NIPS 2018
Sun Dec 2nd through Sat the 8th, 2018 at Palais des Congrès de Montréal
Paper ID:1934
Title:Adversarial Examples that Fool both Computer Vision and Time-Limited Humans

Reviewer 1

This paper introduces an interesting experiment that tries to show that adversarial examples that transfer across recently proposed deep learning models can influence the visual classification produced by time-limited humans (at most 2.2 to 2.5 seconds for looking at the image and making the classification). The idea is to take a set of 38 observers to classify images into 2 classes from within each of three separate groups (pets - cat or dog, hazard - snake or spider, vegetables - broccoli or cabbage). The images are presented in different ways: 1) original image, 2) adversarial image manipulated to be classified by an ensemble classification method (of 10 recently proposed deep learning models), 3) flip, which is the original image manipulated by a vertically flipped adversarial perturbation (this is a control case to show that low signal-to-noise ratio alone does not explain poor human classification), and 4) false, which is an image outside the three groups above, manipulated by an adversarial perturbation to be classified as one of the classes within one of the three groups.
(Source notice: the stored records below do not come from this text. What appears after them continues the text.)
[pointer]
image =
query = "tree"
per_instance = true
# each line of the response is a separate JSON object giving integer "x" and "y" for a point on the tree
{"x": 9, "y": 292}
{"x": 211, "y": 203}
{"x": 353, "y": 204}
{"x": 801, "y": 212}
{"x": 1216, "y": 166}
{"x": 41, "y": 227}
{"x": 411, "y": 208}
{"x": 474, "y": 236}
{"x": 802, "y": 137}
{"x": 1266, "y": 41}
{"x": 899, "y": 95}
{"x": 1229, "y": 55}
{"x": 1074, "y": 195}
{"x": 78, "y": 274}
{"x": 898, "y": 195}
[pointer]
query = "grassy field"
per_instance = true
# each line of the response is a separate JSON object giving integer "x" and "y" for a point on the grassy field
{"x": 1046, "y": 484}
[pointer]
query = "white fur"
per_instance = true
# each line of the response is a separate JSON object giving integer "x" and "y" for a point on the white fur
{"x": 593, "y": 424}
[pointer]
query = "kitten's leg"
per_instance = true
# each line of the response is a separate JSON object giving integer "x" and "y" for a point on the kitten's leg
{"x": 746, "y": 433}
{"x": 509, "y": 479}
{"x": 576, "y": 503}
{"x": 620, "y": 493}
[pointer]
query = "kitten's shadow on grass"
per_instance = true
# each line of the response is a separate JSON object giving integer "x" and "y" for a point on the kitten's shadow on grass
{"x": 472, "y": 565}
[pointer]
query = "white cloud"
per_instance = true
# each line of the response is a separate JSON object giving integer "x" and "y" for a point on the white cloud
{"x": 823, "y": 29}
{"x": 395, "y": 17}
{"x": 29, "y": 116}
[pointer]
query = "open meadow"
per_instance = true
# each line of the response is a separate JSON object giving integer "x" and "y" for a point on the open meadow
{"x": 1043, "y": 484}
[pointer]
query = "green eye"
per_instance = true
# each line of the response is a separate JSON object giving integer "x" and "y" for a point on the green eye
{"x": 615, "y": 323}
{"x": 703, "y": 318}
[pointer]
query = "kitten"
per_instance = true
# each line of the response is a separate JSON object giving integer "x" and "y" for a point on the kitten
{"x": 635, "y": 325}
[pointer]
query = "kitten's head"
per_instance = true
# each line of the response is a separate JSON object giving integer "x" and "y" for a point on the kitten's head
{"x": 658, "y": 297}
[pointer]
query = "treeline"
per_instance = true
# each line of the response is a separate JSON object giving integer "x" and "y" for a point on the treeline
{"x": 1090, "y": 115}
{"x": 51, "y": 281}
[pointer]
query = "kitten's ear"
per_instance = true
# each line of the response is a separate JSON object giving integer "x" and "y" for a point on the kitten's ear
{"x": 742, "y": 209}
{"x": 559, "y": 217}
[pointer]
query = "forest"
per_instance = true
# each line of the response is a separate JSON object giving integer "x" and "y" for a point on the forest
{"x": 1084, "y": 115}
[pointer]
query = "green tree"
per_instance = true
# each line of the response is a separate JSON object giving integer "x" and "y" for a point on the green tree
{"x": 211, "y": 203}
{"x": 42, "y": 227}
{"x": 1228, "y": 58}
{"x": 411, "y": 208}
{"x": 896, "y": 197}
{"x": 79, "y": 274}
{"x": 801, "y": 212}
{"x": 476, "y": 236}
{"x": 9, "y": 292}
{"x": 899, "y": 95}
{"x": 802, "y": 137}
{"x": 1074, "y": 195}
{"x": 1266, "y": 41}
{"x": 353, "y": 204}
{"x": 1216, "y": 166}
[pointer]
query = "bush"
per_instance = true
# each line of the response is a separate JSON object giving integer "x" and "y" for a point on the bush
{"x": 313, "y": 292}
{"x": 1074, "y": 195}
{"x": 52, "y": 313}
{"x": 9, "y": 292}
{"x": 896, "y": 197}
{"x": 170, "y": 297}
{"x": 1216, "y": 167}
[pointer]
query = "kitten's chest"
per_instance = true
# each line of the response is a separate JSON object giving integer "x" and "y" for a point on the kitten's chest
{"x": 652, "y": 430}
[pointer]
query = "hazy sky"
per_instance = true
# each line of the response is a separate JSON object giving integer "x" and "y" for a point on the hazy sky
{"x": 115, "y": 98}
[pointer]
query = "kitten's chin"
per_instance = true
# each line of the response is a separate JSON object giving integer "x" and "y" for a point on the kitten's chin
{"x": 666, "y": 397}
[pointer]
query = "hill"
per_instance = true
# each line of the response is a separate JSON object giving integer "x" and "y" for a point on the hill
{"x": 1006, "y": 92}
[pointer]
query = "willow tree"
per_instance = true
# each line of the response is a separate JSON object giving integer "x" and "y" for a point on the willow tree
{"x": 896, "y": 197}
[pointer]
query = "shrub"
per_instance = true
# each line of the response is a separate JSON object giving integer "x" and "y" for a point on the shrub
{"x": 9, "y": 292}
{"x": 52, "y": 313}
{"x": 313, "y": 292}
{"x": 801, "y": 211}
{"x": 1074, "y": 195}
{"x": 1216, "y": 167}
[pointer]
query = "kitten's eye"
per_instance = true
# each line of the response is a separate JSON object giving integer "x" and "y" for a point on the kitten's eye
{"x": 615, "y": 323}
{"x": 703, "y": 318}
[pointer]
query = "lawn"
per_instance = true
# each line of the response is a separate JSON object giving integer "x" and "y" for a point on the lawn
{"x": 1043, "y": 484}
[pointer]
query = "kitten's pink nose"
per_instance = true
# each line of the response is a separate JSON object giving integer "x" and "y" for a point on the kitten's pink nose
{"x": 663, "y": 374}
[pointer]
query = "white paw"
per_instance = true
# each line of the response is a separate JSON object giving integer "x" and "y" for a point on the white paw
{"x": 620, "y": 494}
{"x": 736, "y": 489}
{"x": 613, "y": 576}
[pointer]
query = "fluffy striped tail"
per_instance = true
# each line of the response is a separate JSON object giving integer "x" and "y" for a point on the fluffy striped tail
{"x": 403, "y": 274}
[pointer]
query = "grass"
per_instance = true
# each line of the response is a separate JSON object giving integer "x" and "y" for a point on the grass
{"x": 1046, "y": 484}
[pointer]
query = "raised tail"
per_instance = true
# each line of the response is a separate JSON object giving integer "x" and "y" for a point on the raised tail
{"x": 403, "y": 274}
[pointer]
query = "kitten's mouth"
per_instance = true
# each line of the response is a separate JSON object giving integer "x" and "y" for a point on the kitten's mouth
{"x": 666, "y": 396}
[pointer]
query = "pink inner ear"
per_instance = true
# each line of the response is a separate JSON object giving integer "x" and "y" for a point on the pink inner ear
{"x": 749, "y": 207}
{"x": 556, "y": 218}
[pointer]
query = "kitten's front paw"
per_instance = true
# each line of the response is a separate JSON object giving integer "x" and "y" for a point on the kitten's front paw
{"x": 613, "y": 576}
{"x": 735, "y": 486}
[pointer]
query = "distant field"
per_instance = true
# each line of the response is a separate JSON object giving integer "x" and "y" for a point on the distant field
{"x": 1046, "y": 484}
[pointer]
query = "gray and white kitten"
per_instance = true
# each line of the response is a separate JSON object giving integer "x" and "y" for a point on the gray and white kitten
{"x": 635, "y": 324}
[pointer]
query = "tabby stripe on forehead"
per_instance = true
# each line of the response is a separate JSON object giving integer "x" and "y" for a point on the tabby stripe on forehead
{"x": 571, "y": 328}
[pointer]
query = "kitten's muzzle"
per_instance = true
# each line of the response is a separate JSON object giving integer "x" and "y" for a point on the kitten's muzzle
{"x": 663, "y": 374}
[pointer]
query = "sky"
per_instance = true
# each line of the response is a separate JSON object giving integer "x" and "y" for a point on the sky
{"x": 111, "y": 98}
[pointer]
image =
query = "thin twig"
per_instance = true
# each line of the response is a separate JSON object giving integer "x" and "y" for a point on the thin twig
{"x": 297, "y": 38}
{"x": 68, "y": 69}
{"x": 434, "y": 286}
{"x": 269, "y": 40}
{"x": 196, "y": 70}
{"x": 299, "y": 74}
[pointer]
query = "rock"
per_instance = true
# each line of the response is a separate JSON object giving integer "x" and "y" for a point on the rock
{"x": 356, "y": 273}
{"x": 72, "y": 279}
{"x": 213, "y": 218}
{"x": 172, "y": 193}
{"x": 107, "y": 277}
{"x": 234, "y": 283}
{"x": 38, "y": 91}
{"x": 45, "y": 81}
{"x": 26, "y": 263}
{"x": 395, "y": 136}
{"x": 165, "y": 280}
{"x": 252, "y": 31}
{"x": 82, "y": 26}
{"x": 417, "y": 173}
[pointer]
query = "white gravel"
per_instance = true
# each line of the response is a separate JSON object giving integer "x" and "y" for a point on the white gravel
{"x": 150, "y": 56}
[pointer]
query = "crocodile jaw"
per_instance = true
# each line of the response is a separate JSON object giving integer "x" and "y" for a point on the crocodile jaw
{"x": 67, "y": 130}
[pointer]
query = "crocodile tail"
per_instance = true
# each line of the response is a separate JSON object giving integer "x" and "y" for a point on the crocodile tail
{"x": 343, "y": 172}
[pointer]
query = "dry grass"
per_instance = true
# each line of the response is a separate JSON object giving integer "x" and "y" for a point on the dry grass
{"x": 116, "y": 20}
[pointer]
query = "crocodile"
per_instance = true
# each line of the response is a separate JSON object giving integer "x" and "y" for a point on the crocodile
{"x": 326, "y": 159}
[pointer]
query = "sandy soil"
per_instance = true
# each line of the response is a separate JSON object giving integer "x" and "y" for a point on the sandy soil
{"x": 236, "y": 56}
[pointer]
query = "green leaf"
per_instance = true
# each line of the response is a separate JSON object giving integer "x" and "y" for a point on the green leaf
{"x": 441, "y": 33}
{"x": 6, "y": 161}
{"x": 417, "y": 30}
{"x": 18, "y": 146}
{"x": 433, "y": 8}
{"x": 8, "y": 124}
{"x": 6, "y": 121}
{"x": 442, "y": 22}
In general, results show that 1) adversarial perturbations in the false class successfully biased human classification towards the target class; and 2) adversarial perturbations cause observers to select the incorrect class even when the correct class is available (this is the 2nd manipulation described above). I found this paper quite interesting to read and I support its publication. I have a couple of comments that may influence the final writing of the paper. Can there be an error due to mistakes in pressing the buttons given that the assignment of classes to buttons was randomized? Was there some calibration phase before each experiment to rule that issue out? Another experiment would be to measure how humans perform as time limit increases or decreases?

Reviewer 2

This paper shows that adversarial examples that transfer across computer vision models can successfully influence the perception of human observers. This is not a typical machine learning paper, and the main claim is verified empirically through well designed human psychophysics experiments. The paper is well written and easy to follow. The experiment configuration and reasoning are solid, and the conclusion from the paper is significant and might lead to advance the design of new algorithms and NN architectures to defend adversarial attacks. Since this is not a typical machine learning paper and more of experimental psychophysics (which is out of my domain), my confidence score isn't very high (3). The implications of this work could be significant.

Reviewer 3

This paper demonstrate that adversarial examples can be transferred from computer vision model to time-limited human observers. Although the explorations are interesting, the results are based on the strong assumption of time-limited human. This makes the contribution somewhat limited, and also makes some of the findings questionable. For example, in the experimental setup, the target class “dog” resembles the visual appearance of “cat” more, compared to those false examples with randomly chosen classes. The observation of significant correlation between target class and user reported class could be the effect that dog images and cat images look alike to human vision system if shown for very short period of time. It’s unclear to me whether in all conditions, the source-target pairs are constructed to be visually similar, which caused the human perception bias. I also found the findings less practically useful, given that human generally perceive the world without time constraint. But I do like the implications of the study for better improving machine learning security by exploring lateral connections.